Edition 2024
MISP²: 17 January 2024, Amsterdam
MISP, traditionally an annual symposium for Netherlands-based PhD students in medical imaging, is making a comeback. Interrupted by lockdowns, it returns as MISP², now also including postdoctoral researchers. This event serves as a platform for networking and sharing your research, fostering collaboration and knowledge exchange in the medical imaging field.

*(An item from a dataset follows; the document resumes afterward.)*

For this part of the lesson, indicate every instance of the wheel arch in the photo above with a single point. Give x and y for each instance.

The Medical Imaging Symposium for PhDs and Postdocs will take place on Wednesday 17 January 2024 in the Piet Borst Auditorium at the Netherlands Cancer Institute.
Abstract booklet
Organization
MISP² is organized by Andrey Zhylka, Joren Brunekreef, Sara Pires Oliveira, Marek Oerlemans (all at the Netherlands Cancer Institute).
Dr. Andrey Zhylka is a postdoctoral researcher with prof. Theo Ruers and dr. Jonas Teuwen, working on segmentation and registration tasks for abdomen surgery navigation using CT, ultrasound, and MRI. He obtained his PhD from the Eindhoven University of Technology in 2023, specializing in fiber tractography in Diffusion MRI for neurosurgery planning of brain tumor patients.
Dr. Joren Brunekreef works on developing AI methodology in the context of medical imaging, with a focus on uncertainty quantification for deep learning models. He is a postdoctoral researcher in the image-guided radiotherapy research group led by prof. Jan-Jakob Sonke and the AI for Oncology group led by dr. Jonas Teuwen. He obtained his PhD in 2023 from the Radboud University Nijmegen in the field of nonperturbative quantum gravity.
Dr. Sara Pires Oliveira is a postdoctoral researcher in the groups led by dr. Hugo Horlings and dr. Marleen Kok. With a background in biomedical engineering (MSc) and a PhD in computational pathology (University of Porto, 2022), Sara's work is focused on improving cancer (immuno)therapy through computational pathology, whole-slide image analysis, and machine learning.
Marek Oerlemans is a PhD student under the supervision of prof. Jelle Wesseling and dr. Jonas Teuwen. With a background in mathematics, Marek's research focuses on creating models for predicting invasive breast cancer following DCIS (Ductal Carcinoma in Situ). His work aims to contribute to the enhancement of treatment decisions, enhancing the precision and effectiveness of diagnostic processes using deep learning methods.